From b82fc5eb24cfb68321ff89c0c50e8fae48040dc7 Mon Sep 17 00:00:00 2001
From: Ryukouss <benghechoua.oussama@gmail.com>
Date: Fri, 16 Feb 2024 19:51:03 +0100
Subject: [PATCH] Fix the issue #559

Fixing the errors output
---
 tests/attack/test_mod_wapp.py     | 208 +++++++++++++++++++++++++-----
 tests/cli/test_options.py         |  10 ++
 wapitiCore/attack/mod_wapp.py     |  36 ++++--
 wapitiCore/controller/wapiti.py   |  15 ++-
 wapitiCore/main/wapiti.py         |  43 ++++--
 wapitiCore/parsers/commandline.py |   1 -
 6 files changed, 258 insertions(+), 55 deletions(-)

diff --git a/tests/attack/test_mod_wapp.py b/tests/attack/test_mod_wapp.py
index 65d9d2619..c67d20653 100644
--- a/tests/attack/test_mod_wapp.py
+++ b/tests/attack/test_mod_wapp.py
@@ -1,8 +1,9 @@
 import os
 from asyncio import Event
-from unittest.mock import AsyncMock, patch, MagicMock
+from unittest.mock import AsyncMock, patch
 
 import httpx
+from httpx import RequestError
 import pytest
 import respx
 
@@ -592,53 +593,198 @@ async def test_merge_with_and_without_redirection():
 
 @pytest.mark.asyncio
 @respx.mock
-async def test_exception_json():
-    json_string = {
-    "1C-Bitrix": {
-        "cats": [1, 6],
-        "cookies": {
-            "BITRIX_SM_GUEST_ID": ""
-        },
-        "description": "1C-Bitrix is a system of web project management...",
-        "headers": {
-            "Set-Cookie": "BITRIX_",
-            "X-Powered-CMS": "Bitrix Site Manager"

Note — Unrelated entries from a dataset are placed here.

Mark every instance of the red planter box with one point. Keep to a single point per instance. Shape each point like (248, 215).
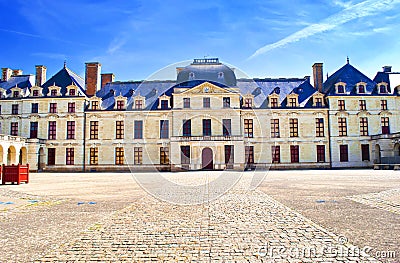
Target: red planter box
(15, 173)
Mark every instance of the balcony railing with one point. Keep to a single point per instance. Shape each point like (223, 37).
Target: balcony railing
(206, 138)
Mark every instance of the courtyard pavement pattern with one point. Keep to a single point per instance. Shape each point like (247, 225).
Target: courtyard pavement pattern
(109, 218)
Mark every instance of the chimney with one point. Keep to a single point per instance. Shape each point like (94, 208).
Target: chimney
(387, 68)
(40, 75)
(318, 76)
(17, 72)
(92, 77)
(6, 74)
(106, 78)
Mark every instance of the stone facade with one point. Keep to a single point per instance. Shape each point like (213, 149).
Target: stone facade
(206, 120)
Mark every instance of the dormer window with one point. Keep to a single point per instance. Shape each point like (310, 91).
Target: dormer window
(340, 88)
(248, 103)
(274, 102)
(361, 89)
(120, 104)
(382, 89)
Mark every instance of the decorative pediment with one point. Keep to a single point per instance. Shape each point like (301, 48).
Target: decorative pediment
(206, 88)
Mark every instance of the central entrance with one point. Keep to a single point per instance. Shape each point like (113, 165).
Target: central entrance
(207, 159)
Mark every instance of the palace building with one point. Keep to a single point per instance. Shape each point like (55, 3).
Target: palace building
(206, 118)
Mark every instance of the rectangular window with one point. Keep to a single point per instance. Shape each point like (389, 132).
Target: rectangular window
(206, 102)
(120, 104)
(119, 155)
(364, 126)
(275, 128)
(318, 102)
(187, 128)
(70, 156)
(35, 108)
(365, 152)
(249, 154)
(319, 127)
(138, 130)
(276, 154)
(94, 156)
(164, 155)
(51, 156)
(321, 153)
(229, 154)
(119, 129)
(294, 153)
(95, 105)
(164, 129)
(248, 103)
(138, 104)
(226, 127)
(342, 123)
(363, 105)
(33, 130)
(71, 107)
(226, 102)
(383, 104)
(344, 153)
(52, 130)
(185, 154)
(274, 102)
(341, 105)
(292, 102)
(71, 130)
(94, 130)
(137, 155)
(14, 129)
(293, 127)
(248, 128)
(164, 104)
(53, 108)
(186, 103)
(14, 109)
(385, 125)
(206, 127)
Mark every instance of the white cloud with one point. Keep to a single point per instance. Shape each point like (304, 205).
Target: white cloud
(363, 9)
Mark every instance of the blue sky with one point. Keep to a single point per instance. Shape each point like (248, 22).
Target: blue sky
(134, 39)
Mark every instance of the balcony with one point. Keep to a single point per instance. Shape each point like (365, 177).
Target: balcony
(206, 138)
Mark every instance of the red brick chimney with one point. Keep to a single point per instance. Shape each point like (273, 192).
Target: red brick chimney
(6, 74)
(40, 75)
(92, 77)
(318, 76)
(106, 78)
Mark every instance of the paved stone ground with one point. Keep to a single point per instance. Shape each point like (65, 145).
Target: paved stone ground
(110, 220)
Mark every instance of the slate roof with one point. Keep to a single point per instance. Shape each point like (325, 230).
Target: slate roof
(63, 79)
(351, 76)
(22, 81)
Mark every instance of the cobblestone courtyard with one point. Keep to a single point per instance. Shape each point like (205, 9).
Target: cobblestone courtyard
(293, 216)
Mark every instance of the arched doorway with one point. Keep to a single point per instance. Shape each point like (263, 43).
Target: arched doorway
(377, 153)
(11, 155)
(207, 159)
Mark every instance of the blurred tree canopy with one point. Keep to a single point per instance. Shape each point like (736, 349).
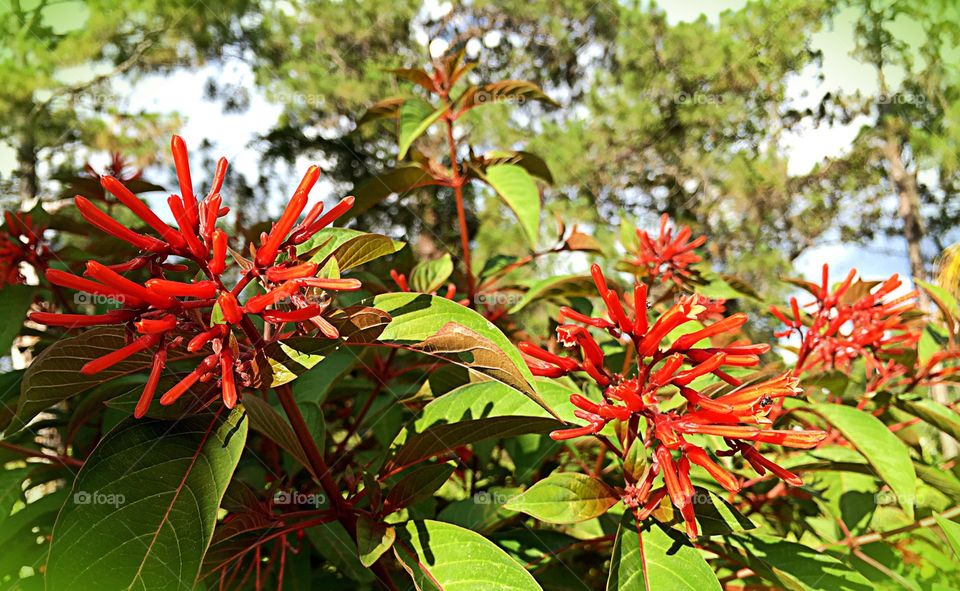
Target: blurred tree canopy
(689, 118)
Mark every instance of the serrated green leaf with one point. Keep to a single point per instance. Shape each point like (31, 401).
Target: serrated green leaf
(519, 191)
(143, 508)
(790, 565)
(429, 276)
(883, 450)
(443, 557)
(417, 485)
(666, 561)
(373, 539)
(565, 497)
(416, 116)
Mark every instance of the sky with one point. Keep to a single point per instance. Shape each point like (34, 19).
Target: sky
(232, 133)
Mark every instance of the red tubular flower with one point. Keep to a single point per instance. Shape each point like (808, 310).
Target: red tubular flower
(328, 218)
(142, 211)
(160, 325)
(182, 164)
(280, 274)
(80, 320)
(227, 384)
(298, 315)
(107, 224)
(198, 289)
(163, 305)
(146, 398)
(662, 369)
(123, 285)
(268, 251)
(230, 308)
(115, 357)
(174, 393)
(186, 227)
(218, 261)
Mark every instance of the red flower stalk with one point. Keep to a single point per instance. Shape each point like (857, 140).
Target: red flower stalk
(851, 321)
(165, 312)
(666, 257)
(664, 368)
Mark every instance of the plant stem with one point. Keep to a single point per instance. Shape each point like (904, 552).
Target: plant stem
(317, 464)
(343, 510)
(457, 181)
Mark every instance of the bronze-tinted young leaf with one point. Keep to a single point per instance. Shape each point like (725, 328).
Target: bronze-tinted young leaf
(417, 485)
(565, 497)
(149, 494)
(415, 75)
(463, 346)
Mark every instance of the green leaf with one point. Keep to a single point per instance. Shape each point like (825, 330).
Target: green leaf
(443, 557)
(486, 400)
(519, 191)
(15, 300)
(565, 497)
(143, 508)
(373, 539)
(388, 108)
(883, 450)
(266, 420)
(334, 543)
(790, 565)
(555, 287)
(530, 162)
(417, 485)
(416, 116)
(55, 375)
(429, 276)
(930, 411)
(635, 463)
(436, 326)
(666, 561)
(951, 531)
(402, 180)
(518, 91)
(442, 438)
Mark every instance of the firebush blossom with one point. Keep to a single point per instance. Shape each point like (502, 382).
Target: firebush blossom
(860, 320)
(21, 241)
(665, 367)
(667, 257)
(163, 313)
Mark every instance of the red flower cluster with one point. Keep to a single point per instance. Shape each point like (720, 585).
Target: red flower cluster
(21, 242)
(853, 320)
(162, 313)
(667, 257)
(664, 368)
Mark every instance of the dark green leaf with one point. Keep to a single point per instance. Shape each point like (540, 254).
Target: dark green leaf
(143, 508)
(565, 497)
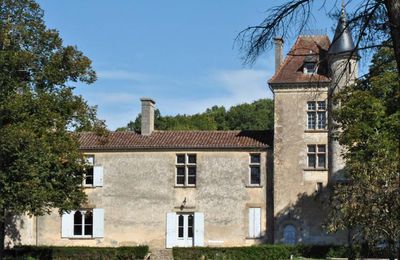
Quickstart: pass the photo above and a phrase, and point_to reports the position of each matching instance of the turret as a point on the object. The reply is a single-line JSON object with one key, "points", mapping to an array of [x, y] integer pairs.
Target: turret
{"points": [[343, 64]]}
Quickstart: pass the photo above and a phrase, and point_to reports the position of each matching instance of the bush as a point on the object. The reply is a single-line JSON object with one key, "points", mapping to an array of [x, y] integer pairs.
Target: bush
{"points": [[271, 252], [77, 253], [260, 252]]}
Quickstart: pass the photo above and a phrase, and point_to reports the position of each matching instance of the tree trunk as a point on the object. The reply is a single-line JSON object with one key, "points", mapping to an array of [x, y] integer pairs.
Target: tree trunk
{"points": [[2, 236], [393, 9]]}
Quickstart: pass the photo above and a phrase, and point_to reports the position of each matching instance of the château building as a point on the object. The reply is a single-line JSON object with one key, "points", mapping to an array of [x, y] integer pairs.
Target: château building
{"points": [[218, 188]]}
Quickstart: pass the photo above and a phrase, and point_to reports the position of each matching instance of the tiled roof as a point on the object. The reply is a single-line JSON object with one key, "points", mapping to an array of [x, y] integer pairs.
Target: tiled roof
{"points": [[177, 140], [306, 47]]}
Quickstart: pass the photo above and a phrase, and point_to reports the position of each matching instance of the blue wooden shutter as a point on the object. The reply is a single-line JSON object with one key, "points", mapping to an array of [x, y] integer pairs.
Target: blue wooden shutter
{"points": [[98, 176], [67, 224], [171, 230], [98, 222]]}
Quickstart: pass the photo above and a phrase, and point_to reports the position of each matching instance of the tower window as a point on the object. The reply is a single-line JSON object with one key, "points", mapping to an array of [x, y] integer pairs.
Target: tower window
{"points": [[316, 115], [310, 67]]}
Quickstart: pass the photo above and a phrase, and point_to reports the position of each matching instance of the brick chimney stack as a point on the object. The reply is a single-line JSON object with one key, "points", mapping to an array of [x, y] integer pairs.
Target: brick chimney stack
{"points": [[278, 52], [147, 123]]}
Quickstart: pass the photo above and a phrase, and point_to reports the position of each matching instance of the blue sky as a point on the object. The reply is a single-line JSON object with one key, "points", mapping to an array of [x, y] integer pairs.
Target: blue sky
{"points": [[180, 53]]}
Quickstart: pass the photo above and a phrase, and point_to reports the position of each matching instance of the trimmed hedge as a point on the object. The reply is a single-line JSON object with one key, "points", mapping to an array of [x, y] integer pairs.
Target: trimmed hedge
{"points": [[271, 252], [235, 253], [77, 253]]}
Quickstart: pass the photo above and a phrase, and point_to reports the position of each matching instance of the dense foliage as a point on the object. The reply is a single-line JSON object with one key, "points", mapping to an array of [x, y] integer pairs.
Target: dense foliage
{"points": [[77, 253], [269, 252], [40, 166], [258, 115], [369, 121]]}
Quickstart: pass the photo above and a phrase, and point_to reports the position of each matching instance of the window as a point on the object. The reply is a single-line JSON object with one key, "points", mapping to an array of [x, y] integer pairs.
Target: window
{"points": [[310, 67], [186, 169], [255, 169], [89, 171], [289, 235], [254, 222], [316, 115], [316, 156], [184, 229], [93, 176], [83, 223]]}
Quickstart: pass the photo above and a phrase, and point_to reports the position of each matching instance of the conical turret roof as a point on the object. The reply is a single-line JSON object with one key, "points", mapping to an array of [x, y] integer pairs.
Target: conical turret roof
{"points": [[342, 42]]}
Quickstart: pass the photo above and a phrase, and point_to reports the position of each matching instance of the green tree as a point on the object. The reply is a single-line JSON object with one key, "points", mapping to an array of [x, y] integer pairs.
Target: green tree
{"points": [[40, 165], [369, 119]]}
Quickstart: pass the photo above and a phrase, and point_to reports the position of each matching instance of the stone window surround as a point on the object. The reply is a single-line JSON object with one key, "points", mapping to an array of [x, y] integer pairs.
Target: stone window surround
{"points": [[316, 154], [89, 171], [315, 110], [83, 224], [186, 165], [254, 165]]}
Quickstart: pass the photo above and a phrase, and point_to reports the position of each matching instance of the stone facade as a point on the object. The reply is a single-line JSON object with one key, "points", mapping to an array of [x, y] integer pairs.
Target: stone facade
{"points": [[141, 193], [139, 189]]}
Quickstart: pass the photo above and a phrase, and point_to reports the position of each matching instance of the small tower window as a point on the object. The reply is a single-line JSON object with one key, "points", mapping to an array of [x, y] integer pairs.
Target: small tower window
{"points": [[310, 67]]}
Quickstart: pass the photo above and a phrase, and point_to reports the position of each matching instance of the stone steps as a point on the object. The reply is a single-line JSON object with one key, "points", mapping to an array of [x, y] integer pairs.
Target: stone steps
{"points": [[160, 254]]}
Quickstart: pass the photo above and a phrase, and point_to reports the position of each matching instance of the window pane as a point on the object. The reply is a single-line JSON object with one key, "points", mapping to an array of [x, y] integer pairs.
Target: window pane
{"points": [[254, 158], [77, 218], [192, 175], [190, 226], [88, 230], [311, 160], [180, 158], [78, 223], [311, 105], [321, 160], [311, 120], [180, 226], [192, 158], [255, 175], [89, 176], [180, 175], [321, 105], [77, 230], [321, 120], [321, 148], [90, 159]]}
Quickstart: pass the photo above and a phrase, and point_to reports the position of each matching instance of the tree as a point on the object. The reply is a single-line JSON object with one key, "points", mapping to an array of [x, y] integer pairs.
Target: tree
{"points": [[373, 22], [40, 165], [369, 119]]}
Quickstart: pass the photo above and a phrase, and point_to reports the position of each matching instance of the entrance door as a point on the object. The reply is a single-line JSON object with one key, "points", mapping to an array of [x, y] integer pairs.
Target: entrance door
{"points": [[184, 232]]}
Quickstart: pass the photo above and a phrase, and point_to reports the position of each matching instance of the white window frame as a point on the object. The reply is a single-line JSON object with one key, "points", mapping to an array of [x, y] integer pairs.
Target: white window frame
{"points": [[316, 155], [254, 220], [83, 212], [90, 159], [186, 165], [255, 165], [316, 113], [68, 224]]}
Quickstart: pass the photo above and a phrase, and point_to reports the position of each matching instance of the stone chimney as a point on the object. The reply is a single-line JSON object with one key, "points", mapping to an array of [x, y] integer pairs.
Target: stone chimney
{"points": [[147, 124], [278, 52]]}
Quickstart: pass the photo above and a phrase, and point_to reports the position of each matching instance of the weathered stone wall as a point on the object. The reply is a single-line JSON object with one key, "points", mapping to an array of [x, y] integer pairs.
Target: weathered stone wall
{"points": [[296, 200], [139, 190]]}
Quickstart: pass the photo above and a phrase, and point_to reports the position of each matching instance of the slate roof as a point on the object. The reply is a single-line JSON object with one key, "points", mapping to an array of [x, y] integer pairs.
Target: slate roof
{"points": [[177, 140], [305, 48], [342, 42]]}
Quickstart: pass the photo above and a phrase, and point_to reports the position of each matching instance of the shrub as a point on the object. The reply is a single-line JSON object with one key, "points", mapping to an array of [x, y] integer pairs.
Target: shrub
{"points": [[233, 253], [77, 253]]}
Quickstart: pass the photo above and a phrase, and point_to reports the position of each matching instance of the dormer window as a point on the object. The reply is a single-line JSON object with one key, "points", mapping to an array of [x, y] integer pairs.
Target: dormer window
{"points": [[310, 64], [310, 67]]}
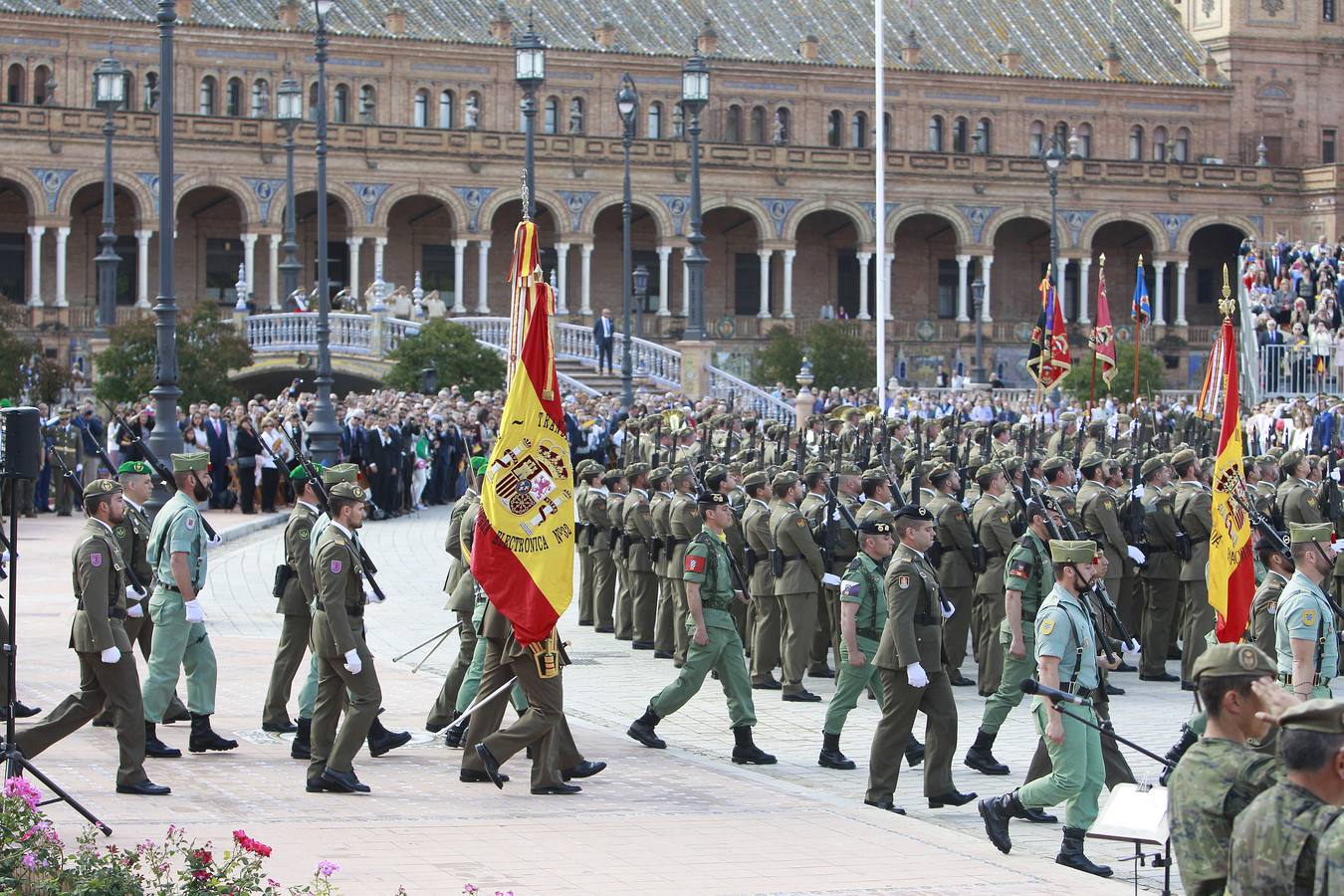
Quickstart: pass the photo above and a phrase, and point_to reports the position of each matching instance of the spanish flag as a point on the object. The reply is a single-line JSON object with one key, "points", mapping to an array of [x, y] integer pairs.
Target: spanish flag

+async def test_raise_on_invalid_json():
+    """Tests that a ValueError is raised when calling _dump_url_content_to_file with invalid or empty Json."""
+
+    respx.get("http://perdu.com/src/categories.json").mock(
+        return_value=httpx.Response(
+            200,
+            content="Test")
+    )
+
+    persister = AsyncMock()
+    crawler_configuration = CrawlerConfiguration(Request("http://perdu.com/"))
+    async with AsyncCrawler.with_configuration(crawler_configuration) as crawler:
+        options = {"timeout": 10, "level": 2, "wapp_url": "http://perdu.com"}
+        module = ModuleWapp(crawler, persister, options, Event(), crawler_configuration)
+
+        with pytest.raises(ValueError) as exc_info:
+            await module._dump_url_content_to_file("http://perdu.com/src/categories.json", "test.json")
+
+        assert exc_info.value.args[0] == "Invalid or empty JSON response for http://perdu.com/src/categories.json"
+
+
+@pytest.mark.asyncio
+@respx.mock
+async def test_raise_on_not_valid_db_url():
+    """Tests that a ValueError is raised when the URL doesn't contain a Wapp DB."""
+    cat_url = "http://perdu.com/src/categories.json"
+    group_url = "http://perdu.com/src/groups.json"
+    tech_url = "http://perdu.com/src/technologies/"
+
+    respx.get(url__regex=r"http://perdu.com/.*").mock(
+        return_value=httpx.Response(
+            404,
+            content="Not Found")
+    )
+    persister = AsyncMock()
+    crawler_configuration = CrawlerConfiguration(Request("http://perdu.com/"))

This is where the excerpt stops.